ある日、結婚パーティの出張で、マンジュリがお客さんにメヘンディを施術した途端、お客さんがブチ切れた。

「私の手をどうしてくれる!こんなぐちゃぐちゃなメヘンディじゃ、お金は払えない!」

そう叫ぶと同時に、周りの人にマンジュリが施したメヘンディを見せつけた。すると彼女の列に並んでいたお客さんの列がスッといなくなり、私とラヴィーナの前に列ができるようになった。マンジュリがどんなに「こっちは空いてるよ!」と言っても、お客さんは先ほどのやりとりとぐちゃぐちゃなメヘンディを見ているため、彼女のところには並ばない。
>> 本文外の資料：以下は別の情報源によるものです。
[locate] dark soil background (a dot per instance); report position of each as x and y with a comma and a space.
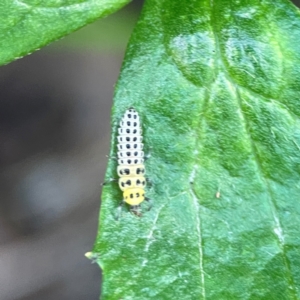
54, 135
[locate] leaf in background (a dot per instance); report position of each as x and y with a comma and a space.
217, 86
28, 25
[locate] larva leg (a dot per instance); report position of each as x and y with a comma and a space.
109, 181
149, 182
119, 210
136, 209
112, 157
150, 203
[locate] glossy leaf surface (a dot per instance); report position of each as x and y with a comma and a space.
217, 86
27, 25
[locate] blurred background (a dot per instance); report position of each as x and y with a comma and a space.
55, 132
55, 126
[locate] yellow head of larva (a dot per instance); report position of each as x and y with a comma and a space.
134, 196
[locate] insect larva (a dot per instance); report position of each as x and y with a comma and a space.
131, 168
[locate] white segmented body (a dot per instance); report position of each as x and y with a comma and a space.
131, 167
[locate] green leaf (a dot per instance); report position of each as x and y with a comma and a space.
28, 25
217, 86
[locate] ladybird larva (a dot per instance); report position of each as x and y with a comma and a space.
131, 168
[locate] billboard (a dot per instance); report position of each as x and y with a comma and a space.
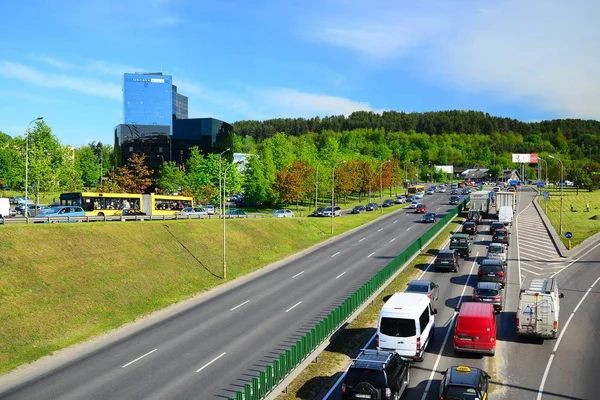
448, 169
525, 158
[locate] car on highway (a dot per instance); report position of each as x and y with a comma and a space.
470, 228
429, 218
462, 382
491, 270
358, 209
283, 213
424, 287
376, 374
501, 236
388, 203
496, 225
372, 206
400, 199
489, 292
446, 260
497, 251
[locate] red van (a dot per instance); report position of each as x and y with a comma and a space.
475, 329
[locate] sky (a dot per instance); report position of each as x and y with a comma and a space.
237, 60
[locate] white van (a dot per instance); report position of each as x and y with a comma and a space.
4, 207
538, 310
406, 325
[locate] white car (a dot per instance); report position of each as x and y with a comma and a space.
284, 213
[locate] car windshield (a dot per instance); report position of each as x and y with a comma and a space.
417, 288
358, 375
398, 327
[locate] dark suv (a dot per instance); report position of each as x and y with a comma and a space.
446, 259
376, 375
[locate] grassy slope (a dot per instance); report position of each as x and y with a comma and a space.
61, 284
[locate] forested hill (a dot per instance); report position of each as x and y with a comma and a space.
433, 123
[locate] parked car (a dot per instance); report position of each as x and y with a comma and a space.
421, 208
429, 218
489, 292
400, 199
358, 209
491, 270
446, 259
337, 211
372, 206
284, 213
376, 374
470, 228
388, 203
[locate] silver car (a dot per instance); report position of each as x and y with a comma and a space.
497, 251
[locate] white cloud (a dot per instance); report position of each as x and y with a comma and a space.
544, 53
89, 86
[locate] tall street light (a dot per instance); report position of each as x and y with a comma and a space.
381, 181
26, 208
220, 187
333, 191
224, 242
562, 182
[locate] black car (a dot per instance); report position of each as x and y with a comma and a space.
372, 206
492, 270
496, 226
501, 236
461, 382
470, 228
446, 259
358, 209
429, 217
388, 203
376, 375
マンジュリは、いつもそうだ。目先の利益にとらわれて、回転を早めるためにお客さんに適当なメヘンディをして、お客さんが激怒する。結局、何分も喧嘩をし時間がすぎるばかりか評判まで落とすのだ。

ひとり、列に並び疲れた女性が、マンジュリのところにやってきた。マンジュリは、やっと来たお客さんだからか、明らかにゆっくり、明らかに丁寧に施術している。その様子を見た周りのお客さんが、少しずつ、マンジュリのもとに戻ってきた。

 

なんとかその場の女性たち全員に施術し終わって、オートリキシャで家に帰った。その帰路で、マンジュリは「あの人たちはおかしいよ!私のメヘンディは「デザイン」なんだよ。ぐちゃぐちゃなんじゃない。それに、結婚式の出張なんて片手で20ルピーくらいしかもらえないんだから、丁寧になんて描いてられないよ!」と愚痴をこぼしていた。

 

私は、徐々にそんなマンジュリのやり方にイライラするようになっていた。ぐちゃぐちゃなメヘンディをやってお客さんと喧嘩して時間を食っているのに、私にはいつも「速く、速く!」と急かす。絶対に最初から綺麗にやったほうが、喧嘩に時間も取られないし、効率がいいのに。

マンジュリの隣でメヘンディを施術するのが、だんだん苦痛になってきた。

 

ヤムナ川の上で

 

ある日、いつものようにマンジュリとオートリキシャに乗って、ハヌマーン寺院に向かっていた。ラクシュミナガルからコンノートプレースに行くまでには、ヤムナ川という川の上に架かる大きな橋を渡る。この橋は、まるで日本の高速道路とかレインボーブリッジみたいなイメージで、大きくてかっこいい。高級そうな車もたくさん走っている。デリー中心部の逆走だらけの混沌とした道路とは違い一方通行で、ここではみんなスピードを出して気持ちよく走るのだ。私は開放感に溢れたこの橋をオートリキシャで渡るのが大好きで、毎日ひそかに楽しみにしていた。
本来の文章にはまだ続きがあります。